Он победил дважды: без колебаний ввел в печать разговорный язык со всеми его непоследовательностями в логике и синтаксисе и искоренил все слова и выражения, особенно абстрактные, которые употребляются только взрослыми, сделав язык простым и конкретным. Насколько основательно он работал, можно увидеть, сравнив «Призрак» 1829 года с его переработанным вариантом «Дорожный товарищ» 1835-го.

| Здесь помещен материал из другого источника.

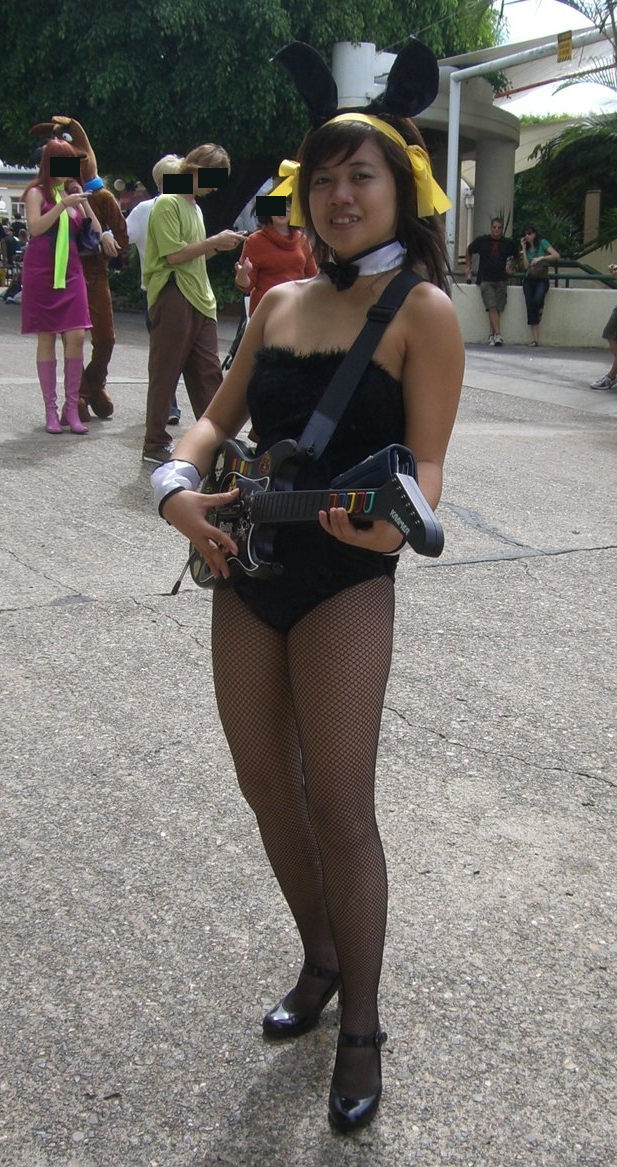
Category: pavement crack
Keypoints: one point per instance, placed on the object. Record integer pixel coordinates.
(40, 574)
(516, 556)
(488, 752)
(175, 620)
(481, 524)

В первый же год он выпустил сразу два сборника сказок, но, к сожалению, нельзя сказать, что копенгагенская критика оценила это новое литературное начинание. Широкоизвестный и респектабельный «Ежемесячник литературы» не уделил им ни строчки, а из двух рецензий на сказки в других местах в одной говорилось, что пытаться передать письменно живой устный рассказ невозможно, другой утверждал, что, хотя сказка «Цветы маленькой Иды» очень мила, а «Огниво» довольно остроумно, детям, собственно, не стоит давать в руки подобное чтение; через сказки им никоим образом не сообщались полезные знания о природе и человеке; сказки только наполняют их воображение фантастическими представлениями. А в сказках г-на Андерсена дети тем более напрасно будут искать вдохновения. «Никто ни на секунду не возьмется утверждать, что у детей обостряется чувство приличия, когда они читают про принцессу, едущую во сне на спине у собаки в гости к солдату, который ее целует, а потом она сама, проснувшись, рассказывает об этом красивом происшествии, как об „удивительном сне“; или что у них обостряется чувство порядочности, когда они читают про крестьянку, которая в отсутствие мужа сидит за столом вдвоем с пономарем… или что обостряется уважение к человеческой жизни, когда они читают о том, как большой Клаус убил свою бабушку, а маленький Клаус — его, словно быка зарезал на бойне. Сказка о принцессе на горошине кажется автору этих строк не только неделикатной, но даже непростительной, поскольку ребенок может сделать из нее ложный вывод, будто столь высокая дама всегда должна быть такой чувствительной».